I began to make my way down, step by step, slipping and tripping on hidden stones and brush.  I walked side slope until I thought my ankles might break.  Tater busted a covey of partridge and chased them as they flew, like he had a heart full of Christmas.  Suddenly, the sky broke and the land was lit with glorious light and warmth.  Around me, the sage was glowing, the aspen like a thousand shy, slim brides.  It was heaven.  The light was heaven.  I made my way slowly through the glory of it all, reveling in the sudden warmth of unobstructed light and the details of the world around me.

I crossed a creek.  Then one more.  I pretended to be water and felt myself adore the glorious, magical pull of gravity.  I met a road, snowy and tracked with skis.  I rambled down it until I reached “nest alley”, a place I visit often, where every step along the creek reveals a new bird nest to be reveled in.  I found one I liked, pushed past thorny brambles, suffered a scratch on my cheek, and collected it for myself — delicate and neat.  I walked on, and on.  I passed two small butterflies cruising low in the cold of a steeply walled canyon.  I thought to myself, “I’m a different person now then when I first arrived here.  Something in me, something that anchored itself meanly in the corner of my heart, has been released.  The chains have been dissolved into mist with every step I’ve taken.  I can’t remember who I was a few hours ago.  I only know who I am now, now that I’ve been in the high places, smoothed by wind, purified by snow and cloud drift, cradled by the hand of God.
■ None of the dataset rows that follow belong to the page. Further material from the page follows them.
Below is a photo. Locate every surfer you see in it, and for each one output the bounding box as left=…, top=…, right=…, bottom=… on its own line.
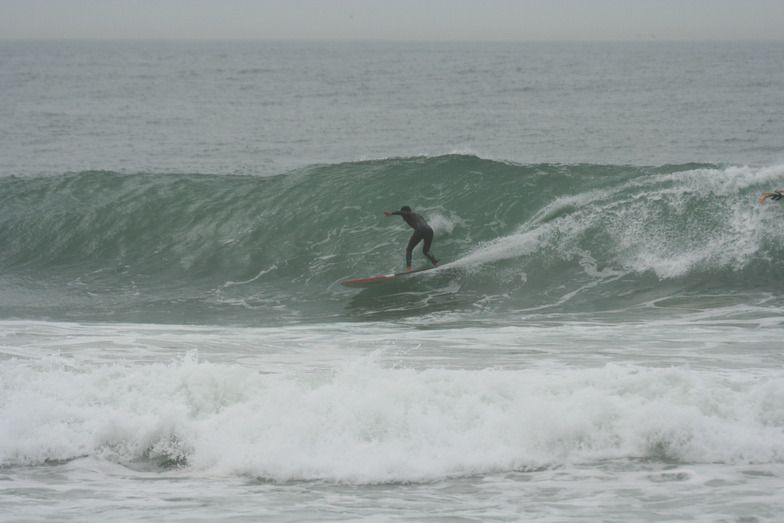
left=384, top=205, right=438, bottom=272
left=760, top=189, right=784, bottom=203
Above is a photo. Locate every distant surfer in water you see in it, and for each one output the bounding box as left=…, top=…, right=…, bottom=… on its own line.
left=760, top=190, right=784, bottom=203
left=384, top=205, right=438, bottom=272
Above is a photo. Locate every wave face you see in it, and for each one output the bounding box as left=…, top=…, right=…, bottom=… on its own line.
left=0, top=154, right=784, bottom=323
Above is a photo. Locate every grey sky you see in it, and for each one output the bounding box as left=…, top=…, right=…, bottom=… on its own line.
left=0, top=0, right=784, bottom=41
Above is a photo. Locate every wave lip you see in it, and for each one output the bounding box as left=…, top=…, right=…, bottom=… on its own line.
left=0, top=160, right=784, bottom=321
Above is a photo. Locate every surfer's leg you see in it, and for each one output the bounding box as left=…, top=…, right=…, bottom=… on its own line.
left=406, top=230, right=422, bottom=269
left=422, top=229, right=438, bottom=267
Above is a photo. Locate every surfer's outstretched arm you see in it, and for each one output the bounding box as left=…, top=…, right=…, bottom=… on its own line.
left=760, top=189, right=784, bottom=203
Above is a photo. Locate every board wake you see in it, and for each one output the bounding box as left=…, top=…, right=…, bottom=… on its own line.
left=340, top=266, right=443, bottom=289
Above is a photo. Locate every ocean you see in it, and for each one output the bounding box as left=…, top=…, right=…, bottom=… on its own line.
left=0, top=41, right=784, bottom=523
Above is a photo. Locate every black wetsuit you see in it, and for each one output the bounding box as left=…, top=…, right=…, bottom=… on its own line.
left=391, top=209, right=438, bottom=267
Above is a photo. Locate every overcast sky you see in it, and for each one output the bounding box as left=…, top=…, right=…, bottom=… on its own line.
left=0, top=0, right=784, bottom=41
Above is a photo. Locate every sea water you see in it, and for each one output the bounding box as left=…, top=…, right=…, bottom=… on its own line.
left=0, top=42, right=784, bottom=522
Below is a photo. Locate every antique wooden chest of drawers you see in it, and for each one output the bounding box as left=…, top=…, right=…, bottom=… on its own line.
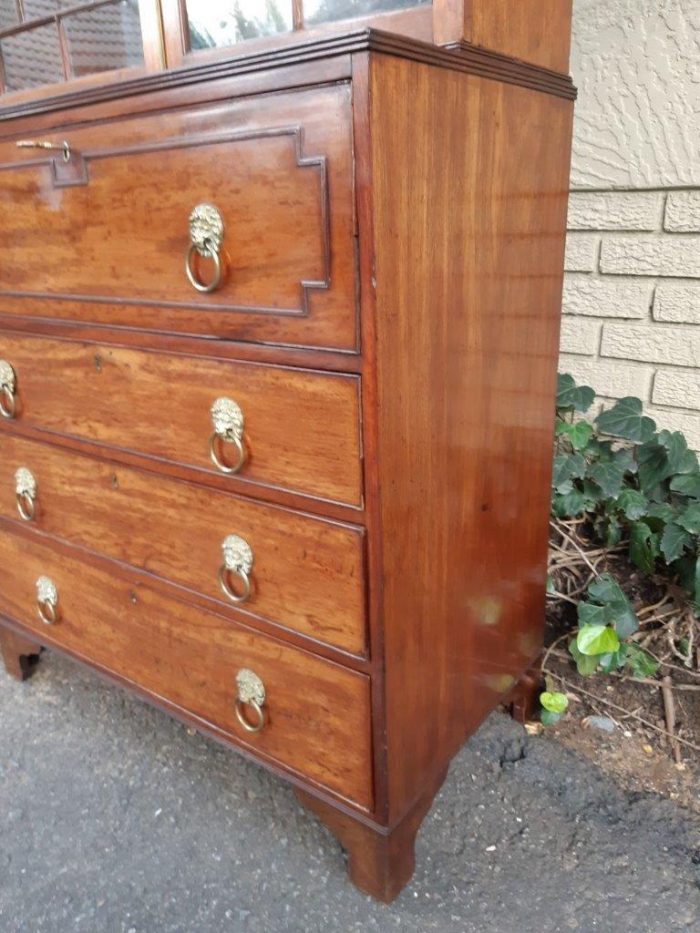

On days like this, the entire world seems underwing.  I suppose it is.  As if I needed to be blessed again by creation, by the healing of it and the beauty of it, already brimming, as I was, with joy and peace and fullness of spirit, the sunset and alpenglow on the drive home was wonderful and rosy and lovely as ever and as pretty as anywhere.

Smatterings

Yesterday I told him, “Feels like snow.”  Which I have always believed to be a Canadian phrase, specifically a Saskatchewanian phrase.  Is it?  Do you say it too?  Robert also uses this phrase and I cannot tell if he has always said it or if it’s one of those cross over phrases we use between the two of us and we simply cannot recall the origin of it or who actually said it first and brainwashed the other into repeating it.  We brainwash each other all the time.  I guess it’s true that when you love someone long enough you begin to become them.  Anyway, I told him, “Feels like snow.”  And he said it back at me and I felt the temperatures dropping and the wind growing mean and I had to let our big diesel truck warm up longer than I usually let it warm up because it felt a little creaky and stiff and it’s very good for diesel engines to have luxurious wake-ups.  Big trucks are quite like me in that regard.

This morning, I woke up rather early, looked out the windows and sure enough, there was snow!  I rose, penned a couple of letters to far away friends in the blue light of dawn, delighted in the whistle of the kettle on the stove top, watched the snow fall on my cow skull collection outside the big kitchen window, ate a little breakfast and then went out to ramble in it all — to tumble around in the weather like a big, round, lonesome weed.  It was beautiful, stark, stormy and it felt awfully fresh to have my feathers backcombed by the wind.  Wintertime is my happy place.

Items of note:

I watched the 2011 version of Great Expectations this week.  Lord have mercy.  It is beautiful.  Gillian Anderson is perfectly disturbing as Miss Havisham.  I couldn’t tear my eyes away.

On the bedstand:  Seven Gothic Tales, Gift From The Sea, Wildwood, The Language of Flowers, All-American Poem, and I found a clearance copy of Lebovitz’s Pilgrimage while in the city this week!  It’s gorgeous!

Playing in the studio:  Mack & Ryan (naturally), Brooke Waggoner, The Goldberg Variations and The White Buffalo.